Sramana: Where did the money come from to get iContact off the ground?
Ryan Allis: We bootstrapped for three years. Initially it was just the two of us, and we did not draw a salary. We were in downtown Chapel Hill. I lived in the office, so I did not have any rent personally. Aaron had started a company beforehand that also did software development and website design. He has a small two-room office that he paid rent on, and he let me work out of there free. We had zero expenses other than $50 a month for hosting.
Sramana: Were your visions in synch from the beginning?
Ryan Allis: To be honest, I don’t think we had much of a long-term vision when we started.
Sramana: At that time, what did you think you were going to do?
Ryan Allis: Aaron ran a company and had developed a very basic e-mail marketing tool. I saw it and realized that it was Web-based, which was new and pretty cool nine years ago. I suggested that we build a company around it, so we partnered our companies around his list builder product to build our first product which originally was called IntelliContact Pro. We have shortened the name since then.
In the second semester of my freshman year, I sat in on MBA classes at UNC. They told me I couldn’t, but I just showed up and sat in the back and listened. I found some good mentors from the venture capital and legal side. I worked with a guy through the MBA school to incorporate the company. We set it up as a Delaware C Corp. because we knew that we would eventually want to raise money.
Sramana: You originally structured this as a partnership between two companies. How did that fold into the new corporation?
Ryan Allis: We took all of the intellectual property and converted it into iContact Corporation on July 2, 2003. My freshman year ended in May 2003, so I moved into the office then. I would drive to my friend’s houses to take showers.
We would sleep until we woke up and then work until we fell asleep. We were not on a 24-hour day; it was probably more like a 28-hour day. We would go to sleep at 4 p.m. and wake up at midnight and then work until 6 p.m. the next day. It was just programming and online marketing initially. We were very efficient and kept costs low. We jumped in a dumpster to get the proof of purchase off the chair box from Staples to get our $50 rebate.
Sramana: How did you get your first customers?

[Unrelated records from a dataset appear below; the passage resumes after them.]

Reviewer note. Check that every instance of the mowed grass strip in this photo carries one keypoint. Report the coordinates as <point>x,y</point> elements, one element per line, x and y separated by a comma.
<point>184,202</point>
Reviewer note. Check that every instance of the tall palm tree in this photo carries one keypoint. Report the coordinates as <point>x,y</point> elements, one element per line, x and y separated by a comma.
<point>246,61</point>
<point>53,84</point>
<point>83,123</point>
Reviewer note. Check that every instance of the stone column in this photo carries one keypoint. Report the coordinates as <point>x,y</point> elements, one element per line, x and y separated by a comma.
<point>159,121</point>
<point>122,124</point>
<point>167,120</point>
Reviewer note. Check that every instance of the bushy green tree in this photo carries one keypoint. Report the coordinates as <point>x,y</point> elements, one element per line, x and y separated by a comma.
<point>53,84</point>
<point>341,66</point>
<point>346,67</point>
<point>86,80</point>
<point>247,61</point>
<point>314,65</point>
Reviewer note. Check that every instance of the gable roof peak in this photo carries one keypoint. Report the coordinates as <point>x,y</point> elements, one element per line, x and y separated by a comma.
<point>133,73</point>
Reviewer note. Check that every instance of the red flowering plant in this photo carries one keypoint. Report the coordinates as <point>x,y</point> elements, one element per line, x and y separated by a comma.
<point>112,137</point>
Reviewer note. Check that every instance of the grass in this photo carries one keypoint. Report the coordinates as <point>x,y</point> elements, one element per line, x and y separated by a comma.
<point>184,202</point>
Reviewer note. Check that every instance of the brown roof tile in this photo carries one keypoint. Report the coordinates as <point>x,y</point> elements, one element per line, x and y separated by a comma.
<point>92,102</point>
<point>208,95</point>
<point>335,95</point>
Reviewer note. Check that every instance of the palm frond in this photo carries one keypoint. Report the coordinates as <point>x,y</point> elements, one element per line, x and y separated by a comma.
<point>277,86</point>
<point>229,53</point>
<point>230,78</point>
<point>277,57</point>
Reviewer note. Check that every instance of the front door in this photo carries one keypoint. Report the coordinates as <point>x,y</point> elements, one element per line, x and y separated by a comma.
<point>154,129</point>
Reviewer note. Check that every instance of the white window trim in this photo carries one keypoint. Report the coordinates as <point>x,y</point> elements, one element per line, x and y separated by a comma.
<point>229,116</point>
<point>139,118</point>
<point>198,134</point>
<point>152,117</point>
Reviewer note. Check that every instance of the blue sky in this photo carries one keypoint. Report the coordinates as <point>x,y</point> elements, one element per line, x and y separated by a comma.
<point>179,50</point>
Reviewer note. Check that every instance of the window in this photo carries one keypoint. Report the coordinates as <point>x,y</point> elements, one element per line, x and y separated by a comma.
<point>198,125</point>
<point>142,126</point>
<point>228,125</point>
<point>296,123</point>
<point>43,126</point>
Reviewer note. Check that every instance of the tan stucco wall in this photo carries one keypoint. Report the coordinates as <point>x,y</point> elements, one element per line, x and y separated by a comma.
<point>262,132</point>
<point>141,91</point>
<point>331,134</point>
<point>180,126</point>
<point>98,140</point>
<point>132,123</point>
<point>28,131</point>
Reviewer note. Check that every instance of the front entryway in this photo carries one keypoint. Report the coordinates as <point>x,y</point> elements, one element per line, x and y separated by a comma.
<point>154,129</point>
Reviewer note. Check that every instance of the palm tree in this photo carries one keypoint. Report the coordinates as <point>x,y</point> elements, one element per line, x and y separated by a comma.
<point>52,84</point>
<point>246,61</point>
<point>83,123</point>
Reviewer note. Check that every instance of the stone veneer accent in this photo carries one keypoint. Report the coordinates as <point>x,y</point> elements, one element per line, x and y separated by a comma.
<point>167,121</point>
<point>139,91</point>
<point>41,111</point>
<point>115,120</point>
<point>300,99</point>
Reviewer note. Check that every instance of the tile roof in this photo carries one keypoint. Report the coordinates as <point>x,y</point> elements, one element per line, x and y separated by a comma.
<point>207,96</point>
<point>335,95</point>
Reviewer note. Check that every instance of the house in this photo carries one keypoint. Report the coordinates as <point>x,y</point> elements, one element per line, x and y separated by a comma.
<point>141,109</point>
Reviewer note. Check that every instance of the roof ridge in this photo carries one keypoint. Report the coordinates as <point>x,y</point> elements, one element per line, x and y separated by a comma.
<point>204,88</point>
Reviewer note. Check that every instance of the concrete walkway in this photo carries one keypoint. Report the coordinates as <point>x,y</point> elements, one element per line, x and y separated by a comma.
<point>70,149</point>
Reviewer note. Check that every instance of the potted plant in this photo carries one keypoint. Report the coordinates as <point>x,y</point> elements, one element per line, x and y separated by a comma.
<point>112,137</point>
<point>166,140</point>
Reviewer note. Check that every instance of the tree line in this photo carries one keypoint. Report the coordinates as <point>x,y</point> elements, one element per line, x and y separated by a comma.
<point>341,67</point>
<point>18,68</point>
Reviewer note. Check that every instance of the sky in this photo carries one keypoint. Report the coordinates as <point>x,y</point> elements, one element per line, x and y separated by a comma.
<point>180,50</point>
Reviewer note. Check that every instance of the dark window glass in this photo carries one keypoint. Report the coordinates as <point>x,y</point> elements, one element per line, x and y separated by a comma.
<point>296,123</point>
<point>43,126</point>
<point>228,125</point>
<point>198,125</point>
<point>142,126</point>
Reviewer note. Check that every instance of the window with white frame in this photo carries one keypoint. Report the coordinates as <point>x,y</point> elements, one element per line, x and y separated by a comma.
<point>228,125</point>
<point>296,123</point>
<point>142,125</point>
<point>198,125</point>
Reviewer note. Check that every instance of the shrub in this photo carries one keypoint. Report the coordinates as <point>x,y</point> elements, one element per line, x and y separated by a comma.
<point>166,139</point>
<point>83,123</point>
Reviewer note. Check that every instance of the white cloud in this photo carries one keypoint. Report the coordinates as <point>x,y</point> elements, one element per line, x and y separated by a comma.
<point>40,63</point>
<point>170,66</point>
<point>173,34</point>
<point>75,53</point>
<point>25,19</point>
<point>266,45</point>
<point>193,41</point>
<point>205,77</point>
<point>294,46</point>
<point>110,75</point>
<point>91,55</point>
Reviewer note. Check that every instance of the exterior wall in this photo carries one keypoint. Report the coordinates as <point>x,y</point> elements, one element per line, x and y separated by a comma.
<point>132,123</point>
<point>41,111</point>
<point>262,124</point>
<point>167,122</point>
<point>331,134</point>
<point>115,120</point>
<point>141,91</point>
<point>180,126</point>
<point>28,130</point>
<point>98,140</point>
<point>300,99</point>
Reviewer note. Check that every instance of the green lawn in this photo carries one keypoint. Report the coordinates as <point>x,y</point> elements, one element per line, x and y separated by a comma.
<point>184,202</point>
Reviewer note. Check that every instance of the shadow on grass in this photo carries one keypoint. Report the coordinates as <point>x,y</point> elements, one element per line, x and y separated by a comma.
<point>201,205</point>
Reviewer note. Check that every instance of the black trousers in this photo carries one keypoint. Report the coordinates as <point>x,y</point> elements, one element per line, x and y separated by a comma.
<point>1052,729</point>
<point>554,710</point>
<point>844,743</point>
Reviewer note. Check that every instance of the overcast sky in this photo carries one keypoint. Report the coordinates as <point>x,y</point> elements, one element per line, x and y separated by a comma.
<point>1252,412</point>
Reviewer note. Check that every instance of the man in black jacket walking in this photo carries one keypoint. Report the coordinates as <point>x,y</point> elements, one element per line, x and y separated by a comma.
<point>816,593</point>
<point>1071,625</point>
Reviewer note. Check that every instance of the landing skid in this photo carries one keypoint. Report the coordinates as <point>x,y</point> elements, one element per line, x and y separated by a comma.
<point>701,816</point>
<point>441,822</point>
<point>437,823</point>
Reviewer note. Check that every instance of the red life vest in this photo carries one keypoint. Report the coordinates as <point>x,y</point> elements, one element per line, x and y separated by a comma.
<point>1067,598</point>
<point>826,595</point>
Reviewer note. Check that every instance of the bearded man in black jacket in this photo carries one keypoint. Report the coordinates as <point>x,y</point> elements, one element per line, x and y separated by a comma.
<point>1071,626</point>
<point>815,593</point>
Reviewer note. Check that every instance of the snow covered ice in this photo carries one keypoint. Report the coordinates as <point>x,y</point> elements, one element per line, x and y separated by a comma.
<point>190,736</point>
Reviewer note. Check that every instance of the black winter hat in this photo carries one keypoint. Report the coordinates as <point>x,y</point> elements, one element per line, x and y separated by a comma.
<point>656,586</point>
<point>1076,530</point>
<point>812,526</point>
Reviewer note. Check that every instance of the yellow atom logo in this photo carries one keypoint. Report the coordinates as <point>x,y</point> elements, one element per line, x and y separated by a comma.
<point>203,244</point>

Ryan Allis: We gave the product away free to local restaurants. The first one was Jimmy Johns Sub Shop in Chapel Hill. They were downstairs, so we gave them the software, a pad of paper for their customers to write their e-mail addresses on, and a fishbowl for other clients to put in business cards. We came once a week to collect the data, and we typed in the data for them. We would then collect a coupon from them and send it out to their 200 to 300 subscribers.
We did that for two or three months to get feedback. We did that just to get case studies, proof points, and customers. By midsummer we had a good enough product that we were able to start selling it for $15 to $20 a month. Our first client ever was a cottage in North Carolina that became a paying client early on. We did $12,000 in sales our first year and had 50 paying customers by the end of our first year.